注目は巨大なターボチャージャーとワンオフのサージタンク。
エンジンと同じくらいのサイズに見えるターボは、ギャレットGT42。カタログスペックでは1000ps級の風量ですが、使用する燃料次第で1000ps以上の出力を狙うことも可能です。
ワンオフのサージタンクは、見ただけで判ると思いますがチタニウム製です。アルミ鋳造の純正品とはレベルの違う軽さに仕上がっています。
チタンは自己放熱性が最悪ですが、この車両に関しては、この部分が熱を持ってもまったく問題がありません。
インタークーラーレスなことからも判る通り、燃料はメタノール100%です。
メタノールはオクタン価112で、気化熱がガソリンの約2.5~3倍もあります。
注射の前にアルコール消毒で冷たく感じた経験があると思いますが、あれこそ気化で熱が奪われた瞬間です。

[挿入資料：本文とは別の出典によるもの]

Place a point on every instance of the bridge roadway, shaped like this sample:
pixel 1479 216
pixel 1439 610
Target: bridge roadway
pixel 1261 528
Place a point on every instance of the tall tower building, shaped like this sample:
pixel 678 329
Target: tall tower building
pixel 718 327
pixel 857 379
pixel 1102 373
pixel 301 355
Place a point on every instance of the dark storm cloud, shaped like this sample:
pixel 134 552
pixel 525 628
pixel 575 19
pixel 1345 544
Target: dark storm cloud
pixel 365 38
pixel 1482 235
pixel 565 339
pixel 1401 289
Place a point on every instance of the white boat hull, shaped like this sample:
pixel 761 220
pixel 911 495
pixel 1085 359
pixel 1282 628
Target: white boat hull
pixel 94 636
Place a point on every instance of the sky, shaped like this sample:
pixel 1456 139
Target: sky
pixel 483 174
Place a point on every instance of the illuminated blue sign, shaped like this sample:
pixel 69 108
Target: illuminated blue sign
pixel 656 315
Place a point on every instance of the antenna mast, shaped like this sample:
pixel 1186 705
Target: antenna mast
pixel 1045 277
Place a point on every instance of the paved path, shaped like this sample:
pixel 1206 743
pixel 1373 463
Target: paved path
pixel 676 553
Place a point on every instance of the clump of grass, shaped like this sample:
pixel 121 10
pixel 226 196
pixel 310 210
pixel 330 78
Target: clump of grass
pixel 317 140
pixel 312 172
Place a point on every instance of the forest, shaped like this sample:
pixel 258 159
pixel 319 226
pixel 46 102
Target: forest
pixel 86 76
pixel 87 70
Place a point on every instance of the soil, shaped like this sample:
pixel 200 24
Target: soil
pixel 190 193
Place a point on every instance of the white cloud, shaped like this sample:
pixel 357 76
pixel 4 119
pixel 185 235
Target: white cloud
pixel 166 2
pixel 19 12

メタノールは同じ出力ならガソリンと比較して約2倍の噴射量が必要になるのですが、この2倍の噴射量が気化することで、インタークーラーが無くても、サージタンクがチタンでも、問題にならないほど吸気を冷却するのです(冷却に関しては冷間始動が困難になるほどです)。
これらの効果も含めエンジン出力も高くなるため、高出力を狙うという意味でも素晴らしい燃料です。が、燃料配管やインジェクターを腐食させてしまうことから、メンテナンスが大変です。
燃料ポンプもガソリン潤滑ができなくなるため、アルコール専用品が必須となり、エンジンオイルや混合オイルもアルコールと相性が良い物の中から、さらにロータリーエンジンに最適な物を選択する必要があります。
ちなみにこのFDはレース車両なので、ターボから出た排気管が後方ではなく、Uターンして前方に向かい、フロントバンパーの横から排気しているのもビックリです。
今回のセッティングではブーストもまだ低く、インジェクター容量にも余裕があるため、これからが本当に楽しみです。
トップフューエルレーシング熊木氏の、ドラッグレースに賭ける情熱を身近に感じられる環境で、お手伝いさせて頂けることに本当に感謝します!